Rigged YouTube videos can use Siri and Google Now to hijack your phone

Lisa Vaas

8 years ago

Researchers have cooked up a way to attack mobile devices that relies on a victim doing nothing more than listening to a boobytrapped YouTube video.

In the attack, “hidden” voice commands (more like impossible to understand for humans) trick voice-activated assistants like Google Now or Siri into doing whatever the attacker commands.

All a victim has to do is to listen to a rigged video from any of multiple sources, including a laptop, a computer, a smart TV, a smartphone or a tablet.

The researchers, from the University of California, Berkeley, and Georgetown University, say on their project page that the hidden voice commands are “unintelligible to human listeners but which are interpreted as commands by devices.”

You can hear the voice commands, which are indeed muddled, in the researchers’ VoiceHack demonstration video:

As the video shows, a mobile phone acts on the commands as soon as the voice-based assistants decipher them.

As the researchers note in their paper, they were able to take over a phone because many devices nowadays have adopted an always-on model in which they continuously listen for possible voice input.

That makes it easy for humans to access and interact with their devices. The potential benefits of always-on voice assistants was vividly demonstrated last month, when an Australian mother saved her 1-year-old daughter’s life by activating her dropped iPhone from across the room, telling Siri to call for an ambulance.

But that always-on state also leaves mobile devices vulnerable to voice attacks from an attacker who can manage to create sound within the vicinity of any targeted device within speaker range.

Of course, if a device owner hears the incoming command, they can just cancel it or take other corrective action.

That motivated the researchers to look for a way to hide those voice commands: i.e., to craft commands that a device will understand and act on, but that a human wouldn’t understand or possibly even notice.

In their demo, the researchers demonstrated a command for the phone to open the site xkcd.com.

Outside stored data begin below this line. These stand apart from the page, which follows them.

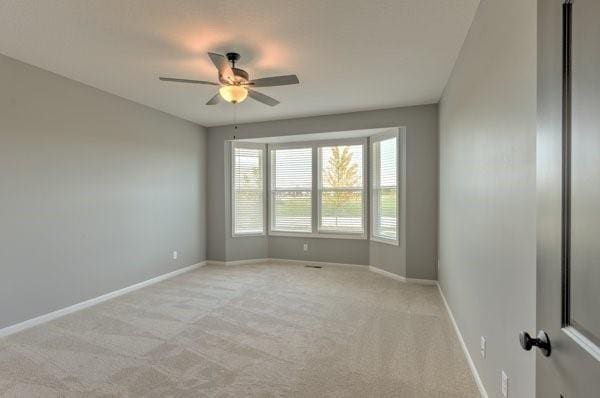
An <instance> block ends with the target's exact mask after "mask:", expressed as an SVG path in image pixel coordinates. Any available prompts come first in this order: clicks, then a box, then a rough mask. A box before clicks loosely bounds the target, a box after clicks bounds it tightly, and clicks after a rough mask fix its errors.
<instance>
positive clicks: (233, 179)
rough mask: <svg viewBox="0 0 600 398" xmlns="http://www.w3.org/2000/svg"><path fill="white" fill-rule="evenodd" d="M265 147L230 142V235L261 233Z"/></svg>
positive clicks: (262, 202)
mask: <svg viewBox="0 0 600 398" xmlns="http://www.w3.org/2000/svg"><path fill="white" fill-rule="evenodd" d="M264 154H265V149H264V146H263V145H258V144H250V143H234V144H233V145H232V173H231V178H232V181H231V186H232V198H231V201H232V212H231V214H232V225H233V228H232V229H233V235H234V236H236V235H263V234H264V233H265V227H264V220H265V217H264V214H265V198H264V196H265V189H264V186H265V185H264V175H265V172H264V170H265V159H264Z"/></svg>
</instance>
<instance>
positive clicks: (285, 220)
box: [270, 147, 313, 233]
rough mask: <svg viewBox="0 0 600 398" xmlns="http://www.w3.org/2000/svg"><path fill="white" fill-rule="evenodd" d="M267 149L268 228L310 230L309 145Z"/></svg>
mask: <svg viewBox="0 0 600 398" xmlns="http://www.w3.org/2000/svg"><path fill="white" fill-rule="evenodd" d="M270 152H271V195H270V198H271V231H274V232H297V233H298V232H299V233H311V232H312V207H313V206H312V185H313V177H312V159H313V158H312V148H311V147H299V148H273V149H271V150H270Z"/></svg>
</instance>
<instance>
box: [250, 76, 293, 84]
mask: <svg viewBox="0 0 600 398" xmlns="http://www.w3.org/2000/svg"><path fill="white" fill-rule="evenodd" d="M298 83H300V80H298V76H296V75H285V76H273V77H263V78H262V79H254V80H252V81H250V84H251V85H252V86H254V87H271V86H287V85H288V84H298Z"/></svg>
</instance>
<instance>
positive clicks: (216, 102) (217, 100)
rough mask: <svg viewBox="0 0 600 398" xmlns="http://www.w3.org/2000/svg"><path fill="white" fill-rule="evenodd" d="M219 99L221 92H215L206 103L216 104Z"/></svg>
mask: <svg viewBox="0 0 600 398" xmlns="http://www.w3.org/2000/svg"><path fill="white" fill-rule="evenodd" d="M220 101H221V94H219V93H217V94H215V96H214V97H212V98H211V99H210V100H209V101H208V102H207V103H206V105H217V104H218V103H219V102H220Z"/></svg>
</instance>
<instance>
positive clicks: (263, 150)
mask: <svg viewBox="0 0 600 398" xmlns="http://www.w3.org/2000/svg"><path fill="white" fill-rule="evenodd" d="M234 148H247V149H260V150H262V152H263V154H262V165H261V166H262V173H263V175H262V177H263V229H262V232H247V233H236V232H235V179H234V172H235V156H234ZM266 156H267V152H266V145H264V144H257V143H254V142H243V141H231V146H230V151H229V157H230V168H231V170H230V187H229V192H230V193H231V195H230V197H231V199H230V201H231V206H230V208H229V210H230V214H231V237H233V238H240V237H251V236H266V234H267V233H266V230H267V229H266V227H265V226H266V225H267V222H268V217H267V197H266V195H267V178H266V176H267V170H266V165H267V163H268V162H267V161H266V158H265V157H266Z"/></svg>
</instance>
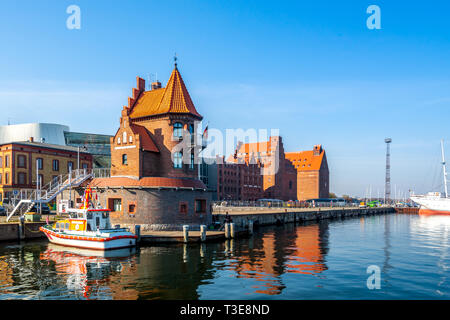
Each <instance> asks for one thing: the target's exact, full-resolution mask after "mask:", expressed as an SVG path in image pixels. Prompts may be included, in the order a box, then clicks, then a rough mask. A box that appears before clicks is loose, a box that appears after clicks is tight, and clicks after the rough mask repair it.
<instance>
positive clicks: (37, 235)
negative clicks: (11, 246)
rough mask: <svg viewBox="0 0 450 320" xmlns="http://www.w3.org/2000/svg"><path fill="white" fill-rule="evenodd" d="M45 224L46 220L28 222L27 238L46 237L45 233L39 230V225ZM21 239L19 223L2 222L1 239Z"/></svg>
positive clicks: (37, 237)
mask: <svg viewBox="0 0 450 320" xmlns="http://www.w3.org/2000/svg"><path fill="white" fill-rule="evenodd" d="M43 225H45V222H26V223H25V228H24V230H25V238H24V239H22V240H27V239H38V238H45V234H44V233H43V232H41V231H39V227H40V226H43ZM15 240H20V235H19V224H18V223H0V241H15Z"/></svg>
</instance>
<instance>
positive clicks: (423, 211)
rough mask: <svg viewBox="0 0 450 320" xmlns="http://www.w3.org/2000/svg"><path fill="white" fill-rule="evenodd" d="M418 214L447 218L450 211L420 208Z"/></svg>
mask: <svg viewBox="0 0 450 320" xmlns="http://www.w3.org/2000/svg"><path fill="white" fill-rule="evenodd" d="M419 214H420V215H422V216H447V215H450V211H444V210H432V209H426V208H420V209H419Z"/></svg>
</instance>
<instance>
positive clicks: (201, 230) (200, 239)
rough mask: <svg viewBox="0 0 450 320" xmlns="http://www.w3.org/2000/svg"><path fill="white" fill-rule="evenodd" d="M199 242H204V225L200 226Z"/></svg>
mask: <svg viewBox="0 0 450 320" xmlns="http://www.w3.org/2000/svg"><path fill="white" fill-rule="evenodd" d="M200 241H201V242H205V241H206V226H205V225H204V224H202V225H201V226H200Z"/></svg>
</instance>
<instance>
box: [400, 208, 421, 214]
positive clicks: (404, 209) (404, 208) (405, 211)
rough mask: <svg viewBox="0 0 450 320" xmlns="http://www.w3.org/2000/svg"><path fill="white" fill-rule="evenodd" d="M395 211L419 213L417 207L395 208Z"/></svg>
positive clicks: (410, 213)
mask: <svg viewBox="0 0 450 320" xmlns="http://www.w3.org/2000/svg"><path fill="white" fill-rule="evenodd" d="M395 212H397V213H405V214H419V208H395Z"/></svg>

That suggests, of course, that a phone can be instructed to open up far nastier, malware-laden sites.

The possible repercussions of a successful attack, from their paper:

Depending upon the device, attacks could lead to information leakage (e.g., posting the user’s location on Twitter), cause denial of service (e.g., activating airplane mode), or serve as a stepping stone for further attacks (e.g., opening a web page hosting drive-by malware).

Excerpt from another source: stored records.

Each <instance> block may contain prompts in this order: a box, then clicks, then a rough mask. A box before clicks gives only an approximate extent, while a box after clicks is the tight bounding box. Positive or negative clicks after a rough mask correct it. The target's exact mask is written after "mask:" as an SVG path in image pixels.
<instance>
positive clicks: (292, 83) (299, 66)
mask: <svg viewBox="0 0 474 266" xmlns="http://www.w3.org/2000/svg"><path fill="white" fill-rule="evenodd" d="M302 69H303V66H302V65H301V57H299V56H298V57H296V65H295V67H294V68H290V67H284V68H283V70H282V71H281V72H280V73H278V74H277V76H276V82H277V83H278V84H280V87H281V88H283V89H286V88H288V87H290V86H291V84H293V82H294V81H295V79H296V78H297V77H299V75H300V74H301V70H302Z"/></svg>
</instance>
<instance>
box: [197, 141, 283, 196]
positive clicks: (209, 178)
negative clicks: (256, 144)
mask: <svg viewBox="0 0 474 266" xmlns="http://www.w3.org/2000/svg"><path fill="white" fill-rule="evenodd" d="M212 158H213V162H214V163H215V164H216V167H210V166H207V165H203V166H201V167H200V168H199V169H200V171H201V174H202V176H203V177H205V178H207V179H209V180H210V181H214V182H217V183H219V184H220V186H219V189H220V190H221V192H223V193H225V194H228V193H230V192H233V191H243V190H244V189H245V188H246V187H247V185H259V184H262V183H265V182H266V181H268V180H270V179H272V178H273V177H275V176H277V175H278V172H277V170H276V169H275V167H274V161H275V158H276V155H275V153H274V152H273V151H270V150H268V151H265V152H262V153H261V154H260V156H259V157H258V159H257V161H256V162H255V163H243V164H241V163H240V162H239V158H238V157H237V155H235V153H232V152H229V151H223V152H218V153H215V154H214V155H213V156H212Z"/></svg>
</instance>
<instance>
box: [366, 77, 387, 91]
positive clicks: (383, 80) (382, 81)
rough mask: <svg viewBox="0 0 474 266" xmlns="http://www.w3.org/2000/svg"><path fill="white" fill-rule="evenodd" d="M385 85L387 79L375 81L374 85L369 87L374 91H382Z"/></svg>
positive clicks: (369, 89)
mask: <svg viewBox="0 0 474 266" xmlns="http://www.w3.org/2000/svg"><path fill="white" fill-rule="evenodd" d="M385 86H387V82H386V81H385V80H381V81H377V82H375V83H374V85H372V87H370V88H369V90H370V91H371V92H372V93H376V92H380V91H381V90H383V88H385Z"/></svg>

Such attacks could also be compounded if they were to be inflicted en masse, the researchers suggest: for example, hidden voice commands could be broadcast from a loudspeaker at an event or embedded in a trending YouTube video.

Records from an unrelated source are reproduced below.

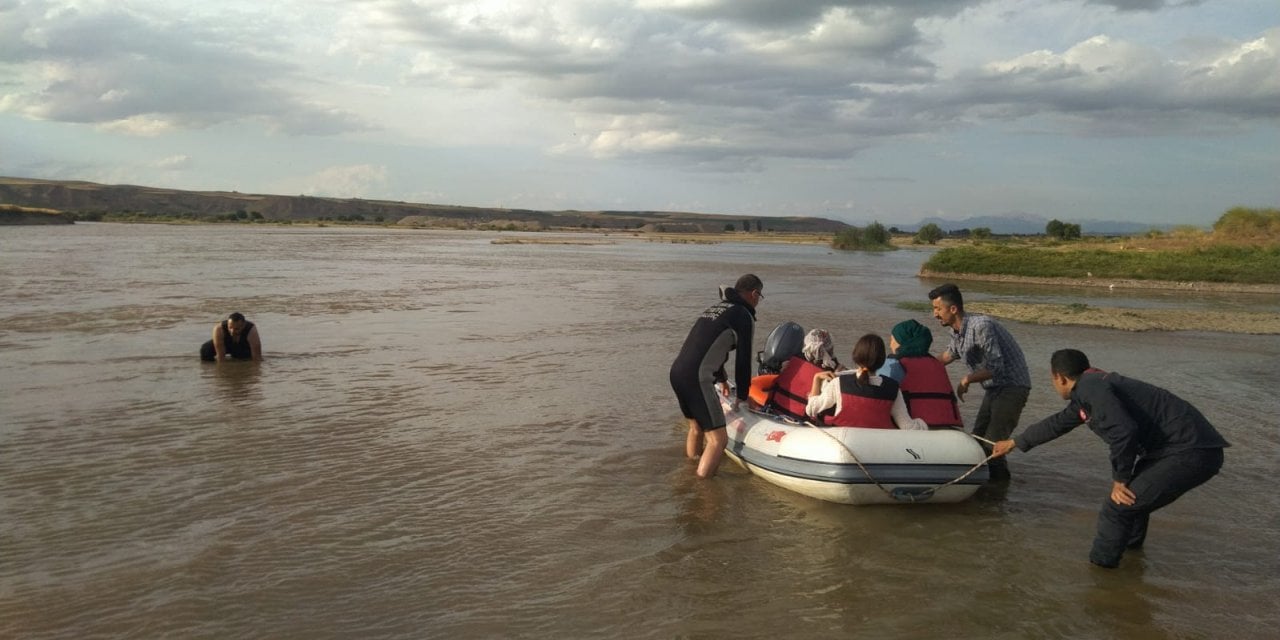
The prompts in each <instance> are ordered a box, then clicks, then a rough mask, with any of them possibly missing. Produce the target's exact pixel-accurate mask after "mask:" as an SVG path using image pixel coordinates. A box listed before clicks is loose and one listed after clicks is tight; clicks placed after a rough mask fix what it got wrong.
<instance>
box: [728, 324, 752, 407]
mask: <svg viewBox="0 0 1280 640" xmlns="http://www.w3.org/2000/svg"><path fill="white" fill-rule="evenodd" d="M735 325H736V326H733V333H735V334H736V335H737V347H735V348H736V349H737V357H736V360H735V361H733V379H735V381H736V384H737V399H740V401H744V402H745V401H746V399H749V398H750V394H751V355H753V353H751V338H753V334H754V333H755V321H754V320H751V316H750V315H749V314H748V312H746V311H745V310H744V311H742V312H741V316H740V317H739V320H737V323H735Z"/></svg>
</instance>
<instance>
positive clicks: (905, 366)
mask: <svg viewBox="0 0 1280 640" xmlns="http://www.w3.org/2000/svg"><path fill="white" fill-rule="evenodd" d="M888 344H890V351H891V352H892V353H891V355H890V357H888V358H886V360H884V366H882V367H881V369H879V371H878V374H879V375H883V376H887V378H892V379H895V380H897V381H899V387H900V388H901V390H902V398H904V399H905V401H906V410H908V411H909V412H910V413H911V417H918V419H922V420H924V421H925V422H928V425H929V426H931V428H934V429H938V428H945V426H964V420H963V419H961V417H960V407H959V404H957V403H956V397H955V390H954V388H952V387H951V379H950V378H948V376H947V369H946V366H945V365H943V364H942V361H941V360H938V358H936V357H933V356H931V355H929V347H931V346H932V344H933V332H931V330H929V329H928V328H927V326H924V325H923V324H920V323H916V321H915V320H904V321H901V323H899V324H896V325H893V329H892V330H891V332H890V339H888Z"/></svg>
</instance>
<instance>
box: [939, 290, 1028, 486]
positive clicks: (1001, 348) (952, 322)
mask: <svg viewBox="0 0 1280 640" xmlns="http://www.w3.org/2000/svg"><path fill="white" fill-rule="evenodd" d="M929 301H931V302H932V303H933V317H936V319H938V321H940V323H942V326H947V328H950V329H951V343H950V344H948V346H947V351H945V352H943V353H942V356H941V357H940V358H938V360H941V361H942V364H943V365H950V364H951V362H955V361H956V360H960V361H964V364H965V366H968V367H969V374H968V375H965V376H963V378H960V383H959V384H956V397H957V398H960V402H964V394H965V393H968V392H969V385H970V384H974V383H978V384H980V385H982V388H983V392H984V393H983V397H982V406H980V407H978V416H977V417H975V419H974V422H973V434H974V435H977V436H980V438H986V439H987V440H1004V439H1006V438H1009V436H1010V434H1012V433H1014V428H1016V426H1018V419H1019V417H1021V415H1023V407H1025V406H1027V396H1029V394H1030V392H1032V375H1030V371H1028V370H1027V357H1025V356H1023V349H1021V347H1019V346H1018V342H1016V340H1014V337H1012V335H1010V334H1009V332H1007V330H1006V329H1005V328H1004V326H1001V325H1000V323H996V320H995V319H992V317H991V316H984V315H979V314H965V311H964V297H963V296H961V294H960V288H959V287H956V285H955V284H943V285H941V287H938V288H936V289H933V291H931V292H929ZM983 448H984V449H987V453H991V447H989V445H988V444H983ZM989 470H991V480H992V481H1009V463H1007V462H1006V461H1005V460H1004V458H996V460H992V461H991V463H989Z"/></svg>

Their attacks proved successful even with background noise.

The team showed that attackers don’t need sophisticated knowledge about devices’ speech recognition systems. They came up with a general attack procedure for generating commands (that are intelligible to humans) that likely will work with any modern voice recognition system, including Google Now.

That’s what they call the black-box model.

The team also demonstrated a white-box model, in which attackers with significant knowledge of the internal workings of a speech recognition system can issue hidden voice commands that can’t be deciphered by humans.

This isn’t the first time that researchers have attacked mobile devices via their voice assistants. In October, a pair of French researchers created an attack to remotely hijack phones with radio waves.

José Lopes Esteves and Chaouki Kasmi, researchers for the French infosec agency ANSSI, described the radio wave attack in a talk at Hack in Paris and published their findings in the journal IEEE Transactions on Electromagnetic Capability.

In a video of their talk, they described the potential outcomes of such an attack, including turning a phone into an eavesdropping device by commanding it to make a call to an attacker’s monitoring phone, or making a phone visit a malicious phishing website, create embarrassing posts on your social media accounts, or launch a malicious app that could download malware.

But that remote attack was far more difficult to pull off than the more recent demonstration of hidden voice commands: to make their attack work, the French researchers sent FM radio signals from a laptop to an antenna, which transmitted the signals to a nearby voice-command enabled phone with headphones plugged in.

In that attack, the headphone cord acted as an antenna, sending commands through the microphone to a digital assistant like Siri.

In contrast, all an attacker has to do in the case of hidden voice commands is to get a target to listen to a video, and presumably not look at their phone for a bit.

But still, getting users to do that is more involved than simply delivering malware.

As we’ve noted before, Siri in particular has been vulnerable to being exploited to expose your personal information.

For advice on reviewing your phone’s security settings, please take a look at our popular article, Privacy and Security on Your Phone. (Covers iOS, Android and Windows Phone.)

The researchers also evaluate some potential defenses from these hidden voice command attacks, including notifying the user when a voice command is accepted, a verbal challenge-response protocol, and a machine-learning approach that they say has managed to detect the attacks with 99.8% accuracy.